Basic idea of the model
The elastic upper plate and the rigid lower plate are in frictional contact. The lower plate is kept at rest. The elasticity of the upper plate is modeled by an array of springs connecting the rigid surface at the top and a fractal set of asperities at the bottom (Fig.1). Uniform shear traction across the top surface is transmitted to the asperities through the equally deflected springs. Fig.1 shows our one-dimensional asperity model (Cantor set) and two-dimensional asperity model (Sierpinski carpet). The basic slip-system consists of the central major asperity and the surrounding minor asperities mutually isolated by already slipped patches. The major and minor asperities have the same frictional strength but their sizes are different, so stresses concentrate more on the minor asperities (Stage A). All the minor asperities are eventually unlocked and the imposed force is now supported only by the major asperity (Stage B). This state is understood as the rebirth of Stage A at the next larger scale (Stage C). The subsequent process is then the rebirth of Stage-B at this larger scale (Stage D). Rupture develops self-similarly from the smallest to larger scales, if the process A→B is appropriately renormalized to the process C→D.
Renormalization of the system
The process A→B involves the stress-release from the surrounding minor asperities and the consequent stress-accumulation on the central major asperity. Such stress transfer is guaranteed in our model by imposing the scale-independent condition that the probability for all the surrounding minor asperities to be unlocked equals the probability for the central asperity to be unlocked. These two probabilities can be calculated as functions of p_o(σ/σ_o), where p_o(σ/σ_o) describes the probability for an asperity to be unlocked by relative applied stress σ/σ_o (Turcotte, 1997). For the one-dimensional asperity model, the equality of the two probabilities occurs at p_o = 0.42565 or σ/σ_o = 0.74466. For the two-dimensional asperity model, the equality occurs at p_o = 0.55831 or σ/σ_o = 0.90396. If the system is tuned to this critical state, the basic system at any scale grows self-similarly into one at the next larger scale with probability p_o.

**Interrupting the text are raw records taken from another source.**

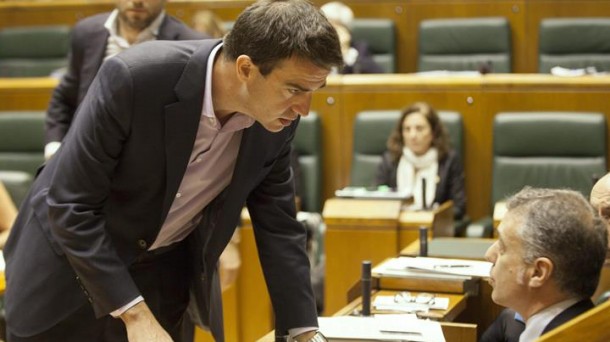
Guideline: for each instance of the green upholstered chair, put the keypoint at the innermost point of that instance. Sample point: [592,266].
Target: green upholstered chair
[33,51]
[17,184]
[21,150]
[308,145]
[380,36]
[574,43]
[465,44]
[371,131]
[544,149]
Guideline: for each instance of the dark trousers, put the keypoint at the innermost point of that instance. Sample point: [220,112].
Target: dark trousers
[163,279]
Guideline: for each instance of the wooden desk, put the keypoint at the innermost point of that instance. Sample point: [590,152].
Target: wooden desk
[26,93]
[356,230]
[439,222]
[454,332]
[457,304]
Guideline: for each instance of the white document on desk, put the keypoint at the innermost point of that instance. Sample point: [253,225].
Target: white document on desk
[380,328]
[434,266]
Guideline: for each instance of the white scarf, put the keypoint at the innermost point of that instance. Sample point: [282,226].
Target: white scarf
[412,169]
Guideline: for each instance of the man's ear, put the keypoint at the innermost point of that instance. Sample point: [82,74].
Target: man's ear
[541,272]
[244,67]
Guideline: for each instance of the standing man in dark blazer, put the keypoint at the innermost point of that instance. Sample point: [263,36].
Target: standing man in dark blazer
[128,219]
[547,262]
[98,38]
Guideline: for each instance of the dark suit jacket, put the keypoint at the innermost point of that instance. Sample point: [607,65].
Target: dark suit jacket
[101,201]
[506,329]
[450,184]
[88,48]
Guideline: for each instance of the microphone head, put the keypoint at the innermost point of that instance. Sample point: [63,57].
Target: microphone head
[366,269]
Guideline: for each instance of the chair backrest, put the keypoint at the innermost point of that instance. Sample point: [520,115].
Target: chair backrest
[547,149]
[380,36]
[371,131]
[574,43]
[33,50]
[308,145]
[21,141]
[465,44]
[591,325]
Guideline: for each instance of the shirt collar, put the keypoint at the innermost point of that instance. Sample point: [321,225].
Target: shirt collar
[535,324]
[111,24]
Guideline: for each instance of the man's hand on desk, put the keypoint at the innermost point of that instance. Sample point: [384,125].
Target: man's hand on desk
[142,326]
[309,336]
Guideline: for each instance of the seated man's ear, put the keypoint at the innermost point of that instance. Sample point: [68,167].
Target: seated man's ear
[540,272]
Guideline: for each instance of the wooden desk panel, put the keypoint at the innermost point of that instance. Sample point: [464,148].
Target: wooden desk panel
[457,304]
[26,93]
[458,248]
[439,222]
[356,230]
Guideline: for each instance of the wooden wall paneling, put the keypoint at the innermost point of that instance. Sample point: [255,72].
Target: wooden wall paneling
[513,10]
[540,9]
[395,10]
[328,104]
[23,13]
[26,93]
[397,91]
[226,10]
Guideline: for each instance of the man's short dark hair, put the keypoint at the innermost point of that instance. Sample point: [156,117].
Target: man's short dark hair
[562,226]
[270,31]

Characteristics of the two-dimensional hierarchical asperity model
(1)The asperity distribution in Sierpinski carpet → Fault plane with a fractal dimension D of 1.8928. (2)Non-asperity patches = Already unlocked asperities → GR law with a b-value of 1 (b ≠ D/2). (3)Stresses on minor asperities 9 times higher than one applied on the top surface → Frictional strength of asperity much higher than the overall stress drop. (4)Successively upscaled radiations from surrounding minor asperities and from the central major asperity → Unpredictbility of final earthquake size by observing seismic radiation.